WORLD VIEW:'FOR THE world has changed, and we must change with it." This was the only reference to change in Barack Obama's inaugural speech – a surprising fact, given its centrality in his election campaign. Not that the issue was avoided, since the speech was pervaded by a related theme: "That we are in the midst of crisis is now well understood." The need for individual and collective responsibility in working together to remake America transformed the rhetoric of change into the language of executive authority, writes Paul Gillespie.
Change was mentioned as part of Obama’s message to relatively prosperous nations: “We say we can no longer afford indifference to suffering outside our borders; nor can we consume the world’s resources without regard to effect.” That is a radical shift from the Bush administration, signifying a very different approach to the environment.
Several passages in the speech recall Franklin Delano Roosevelt’s coming to power in 1933 and the New Deal programmes he introduced in his first term. The circumstances of this change makes a remark of Roosevelt’s especially relevant. “I want to see changes,” he said to a trade union activist who worked in his campaign. “What you must do now is push me to make them.”
Roosevelt understood that his programme of change would be achieved not by executive action alone, but by a coalition between him and the social groups which elected him. In the following years the US labour movement was empowered through its own organisation, factory occupations and often violent struggles. It was only in 1935 that the National Labour Relations Act legalising strikes was passed. This and other legislation altered the balance of power between labour and capital in the US. Roosevelt’s successful presidency also ensured that the Democrats became predominantly the party of labour, laying down the social basis of politics to this day.
How Obama relates to his own political constituency and social base of support will be just as important for his success. A time of crisis is a time of decision on social priorities. Economically this is already as deep a crisis as the 1930s, although not yet as advanced as it was in 1933, when 25 per cent were unemployed.
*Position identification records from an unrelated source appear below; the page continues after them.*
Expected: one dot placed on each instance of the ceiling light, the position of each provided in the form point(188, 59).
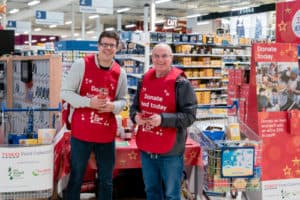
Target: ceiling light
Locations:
point(52, 26)
point(161, 1)
point(193, 15)
point(203, 23)
point(68, 22)
point(123, 10)
point(93, 16)
point(169, 27)
point(110, 29)
point(160, 21)
point(15, 10)
point(33, 3)
point(241, 8)
point(130, 25)
point(90, 32)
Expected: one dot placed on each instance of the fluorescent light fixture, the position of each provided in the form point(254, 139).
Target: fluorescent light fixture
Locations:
point(161, 1)
point(160, 21)
point(52, 26)
point(15, 10)
point(123, 10)
point(33, 3)
point(110, 29)
point(90, 32)
point(130, 25)
point(93, 16)
point(169, 27)
point(202, 23)
point(68, 22)
point(241, 8)
point(193, 15)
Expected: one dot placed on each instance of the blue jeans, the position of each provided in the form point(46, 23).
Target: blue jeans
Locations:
point(162, 176)
point(105, 160)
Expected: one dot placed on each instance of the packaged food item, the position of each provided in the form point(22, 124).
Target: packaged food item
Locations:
point(46, 135)
point(233, 131)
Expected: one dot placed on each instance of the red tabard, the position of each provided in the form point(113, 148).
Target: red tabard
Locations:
point(87, 124)
point(157, 95)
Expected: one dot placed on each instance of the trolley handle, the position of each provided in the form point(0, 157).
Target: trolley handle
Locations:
point(235, 104)
point(4, 109)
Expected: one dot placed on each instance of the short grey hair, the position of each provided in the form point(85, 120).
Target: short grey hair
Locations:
point(163, 45)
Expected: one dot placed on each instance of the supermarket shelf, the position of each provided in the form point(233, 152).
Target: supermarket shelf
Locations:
point(135, 75)
point(209, 116)
point(209, 89)
point(197, 55)
point(196, 67)
point(135, 57)
point(237, 62)
point(132, 87)
point(202, 44)
point(213, 104)
point(204, 78)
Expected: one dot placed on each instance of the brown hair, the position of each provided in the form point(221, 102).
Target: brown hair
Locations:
point(109, 34)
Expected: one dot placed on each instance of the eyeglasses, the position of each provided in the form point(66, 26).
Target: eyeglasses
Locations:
point(164, 56)
point(106, 45)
But if the trend continues and is not arrested, contentious politics and conflicting interests are likely to break through the cross-party consensus and widespread popular goodwill and pragmatic approach Obama is using to get his programmatic momentum going. This requires close attention to who supports him and why and how he intends to keep in touch with them. That is where the battle of expectations and delivery will be fought out in US politics over the next four years.
Exit polls after the election show he gained the support of 52 per cent of voters compared to McCain’s 46. Younger voters overwhelmingly supported him – by 66 to 32 per cent among 18- to 29-year-olds, whereas older ones gradually tapered off in favour of McCain, who, however, only gained a majority among those over 65. Blacks were 95 to 4 for him, Hispanics 66 to 32. But among whites it was 55 to 43 in favour of McCain.
The class profile is also clear, with those on $50,000 or less 63 to 38 per cent for Obama, while those on $50-100,000 were split 49-49 and those over $100,000 marginally in his favour at 50-49 per cent. That in turn reflects the deepening inequalities in US society. In 1967 the poorest 20 per cent of citizens had 4 per cent of national income compared to 3.4 per cent in 2007, whereas the richest 5 per cent had 17.5 and 21.2 per cent in those years.
Obama’s successful organisational methods, using networking and the internet, have been widely commented on. He intends to continue using them in office, precisely how is not yet clear. Will this be a sounding board to multiply his formidable communications skills or go beyond that to mobilise support when he encounters congressional, political, business and media opposition to the more contentious parts of his programme? How far can his supporters use the network to organise themselves? The test of his commitment to change is yet to come.
The word change is anyway deeply ambiguous. Does it signify becoming different, having a new experience – or being repaired? It can mean modify, reform, mutate – or transform. And its antonyms include keep, remain, stabilise, order – or restore.
As used by many of Obama’s most enthusiastic supporters there is a clear hope and demand for a better world. But others who would not normally support his party back him in the spirit of the Italian novelist Giuseppe Tomasi di Lampedusa.
In his book The Leopard the Sicilian nobleman Don Fabrizio Corbera, Prince of Salina, lives through the events of the Risorgimento. His nephew, Tancredi, urging unsuccessfully that Don Fabrizio abandon his allegiance to the disintegrating Kingdom of the Two Sicilies and ally himself with Garibaldi, says: “Unless we ourselves take a hand now, they’ll foist a republic on us. If we want things to stay as they are, things will have to change.”
Such people need Obama to repair the system, not to transform it – plus ça change, plus c'est la même chose.
How this plays out will depend not only on Obama’s competence, but on his success in heading off the recession/depression, his ability to secure resources, his willingness to mobilise his supporters against his opponents – and the extent to which these issues play out not only in conventional politics but in social conflicts too.
How far will his supporters be willing to push Obama to make the changes they want and he has promised? If the system can’t be repaired will they try to transform it – or allow it to be restored?